= Collaro =

Collaro was the name of a major early British manufacturer of gramophones, record players, and tape decks, throughout the early years of sound reproduction.

Collaro Ltd was founded in 1920 by Christopher Collaro at 23 Garway Road, London, and became a private company in 1924. The company moved to the Culmore Works, Culmore Road, Peckham, London in 1926.

During World War II the company was engaged in munitions work and temporarily relocated to the Valley Works, Langley Mill, Derbyshire when its London factory was bombed.

In 1948 the company moved to the Ripple Works, By-Pass Road, Barking, Essex.
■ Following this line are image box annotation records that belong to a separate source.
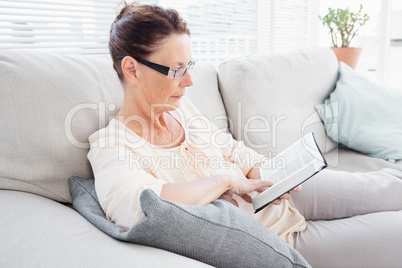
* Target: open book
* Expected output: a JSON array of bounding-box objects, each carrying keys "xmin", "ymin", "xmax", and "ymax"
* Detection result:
[{"xmin": 253, "ymin": 133, "xmax": 327, "ymax": 213}]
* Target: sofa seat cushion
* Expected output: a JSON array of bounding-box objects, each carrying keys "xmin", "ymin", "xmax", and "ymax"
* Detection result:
[
  {"xmin": 0, "ymin": 190, "xmax": 210, "ymax": 268},
  {"xmin": 70, "ymin": 177, "xmax": 310, "ymax": 267},
  {"xmin": 218, "ymin": 48, "xmax": 338, "ymax": 157}
]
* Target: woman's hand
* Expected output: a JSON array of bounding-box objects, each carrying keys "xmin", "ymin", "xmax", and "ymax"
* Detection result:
[
  {"xmin": 272, "ymin": 185, "xmax": 303, "ymax": 205},
  {"xmin": 219, "ymin": 177, "xmax": 272, "ymax": 207},
  {"xmin": 247, "ymin": 164, "xmax": 303, "ymax": 205}
]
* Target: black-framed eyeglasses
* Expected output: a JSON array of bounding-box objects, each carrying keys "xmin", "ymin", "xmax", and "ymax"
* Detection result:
[{"xmin": 116, "ymin": 56, "xmax": 195, "ymax": 79}]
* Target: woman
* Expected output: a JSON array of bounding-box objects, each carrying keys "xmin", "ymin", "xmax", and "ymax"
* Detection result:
[{"xmin": 88, "ymin": 4, "xmax": 402, "ymax": 265}]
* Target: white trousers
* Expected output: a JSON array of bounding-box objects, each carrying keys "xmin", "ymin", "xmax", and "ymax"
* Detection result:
[{"xmin": 291, "ymin": 168, "xmax": 402, "ymax": 268}]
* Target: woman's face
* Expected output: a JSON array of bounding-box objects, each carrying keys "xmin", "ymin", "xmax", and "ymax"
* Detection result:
[{"xmin": 138, "ymin": 34, "xmax": 193, "ymax": 112}]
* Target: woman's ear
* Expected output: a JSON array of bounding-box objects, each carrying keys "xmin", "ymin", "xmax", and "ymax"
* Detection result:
[{"xmin": 121, "ymin": 56, "xmax": 138, "ymax": 85}]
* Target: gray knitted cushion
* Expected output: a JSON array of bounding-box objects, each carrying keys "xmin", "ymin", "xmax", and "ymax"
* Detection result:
[{"xmin": 70, "ymin": 177, "xmax": 310, "ymax": 268}]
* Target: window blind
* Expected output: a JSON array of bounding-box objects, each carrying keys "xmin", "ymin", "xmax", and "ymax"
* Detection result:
[
  {"xmin": 0, "ymin": 0, "xmax": 311, "ymax": 64},
  {"xmin": 0, "ymin": 0, "xmax": 119, "ymax": 55}
]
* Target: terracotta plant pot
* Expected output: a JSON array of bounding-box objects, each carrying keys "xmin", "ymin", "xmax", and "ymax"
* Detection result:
[{"xmin": 332, "ymin": 47, "xmax": 362, "ymax": 69}]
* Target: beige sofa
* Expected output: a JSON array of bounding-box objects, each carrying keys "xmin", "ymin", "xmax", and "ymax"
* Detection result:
[{"xmin": 0, "ymin": 48, "xmax": 402, "ymax": 267}]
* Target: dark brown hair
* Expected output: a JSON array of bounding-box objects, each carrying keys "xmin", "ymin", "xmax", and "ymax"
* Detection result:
[{"xmin": 109, "ymin": 2, "xmax": 190, "ymax": 81}]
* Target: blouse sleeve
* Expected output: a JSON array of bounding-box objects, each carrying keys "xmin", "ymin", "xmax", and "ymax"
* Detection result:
[
  {"xmin": 88, "ymin": 127, "xmax": 166, "ymax": 229},
  {"xmin": 181, "ymin": 96, "xmax": 266, "ymax": 175}
]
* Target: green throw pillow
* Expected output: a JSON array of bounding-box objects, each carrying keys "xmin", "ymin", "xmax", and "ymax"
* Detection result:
[{"xmin": 315, "ymin": 62, "xmax": 402, "ymax": 162}]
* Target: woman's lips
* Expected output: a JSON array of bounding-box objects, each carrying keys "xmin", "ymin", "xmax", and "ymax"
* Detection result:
[{"xmin": 172, "ymin": 94, "xmax": 184, "ymax": 99}]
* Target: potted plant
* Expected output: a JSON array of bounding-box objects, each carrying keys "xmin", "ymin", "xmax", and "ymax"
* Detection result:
[{"xmin": 319, "ymin": 5, "xmax": 369, "ymax": 68}]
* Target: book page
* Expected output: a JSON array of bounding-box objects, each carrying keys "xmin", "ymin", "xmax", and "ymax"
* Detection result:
[{"xmin": 260, "ymin": 133, "xmax": 321, "ymax": 184}]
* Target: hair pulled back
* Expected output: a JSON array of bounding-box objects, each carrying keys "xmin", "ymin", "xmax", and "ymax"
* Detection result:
[{"xmin": 109, "ymin": 2, "xmax": 190, "ymax": 80}]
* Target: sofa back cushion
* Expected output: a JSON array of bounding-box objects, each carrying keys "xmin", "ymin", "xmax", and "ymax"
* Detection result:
[
  {"xmin": 218, "ymin": 48, "xmax": 338, "ymax": 158},
  {"xmin": 0, "ymin": 51, "xmax": 123, "ymax": 202},
  {"xmin": 186, "ymin": 62, "xmax": 229, "ymax": 131},
  {"xmin": 0, "ymin": 51, "xmax": 228, "ymax": 203}
]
In 1961 it was described as the largest manufacturers of record changers in the United Kingdom, and also manufactured fan heaters. In 1960 it was reported in US publication 'Billboard' that the President of the American Magnavox corporation, Frank Freimann had announced the 'acquisition' of Collaro, along with managing director of Collaro, Isaac Wolfson. However, he is also reported as noting that "the linking of the two firms carries not only product but distribution ramifications," which suggests some sort of cooperative alliance with acquisition of selling rights rather than a total 'buy-out'. Isaac Wolfson, a major British industrialist, was at the time also the head of Great Universal Stores, a large chain of retail outlets throughout Britain, Continental Europe, and the British Empire, suggesting perhaps that an earlier link-up took place between Wolfson and the originators of Collaro. The record decks comprised the mechanical unit incorporating a turntable and pickup, without electronics, and were built into many manufactured and home-constructed record players of the time. Magnavox were acquired by Philips in 1974.

The Collaro Transcriptor, and Collaro Studio were tape decks (mechanisms without associated electronics) that were incorporated into many home tape recorders at the time. Unlike some other makes of deck, they accommodated 7-inch tape reels, rather than 5.75-inch, giving longer playing time, and had three speeds selectable up to 7.5 inches/second.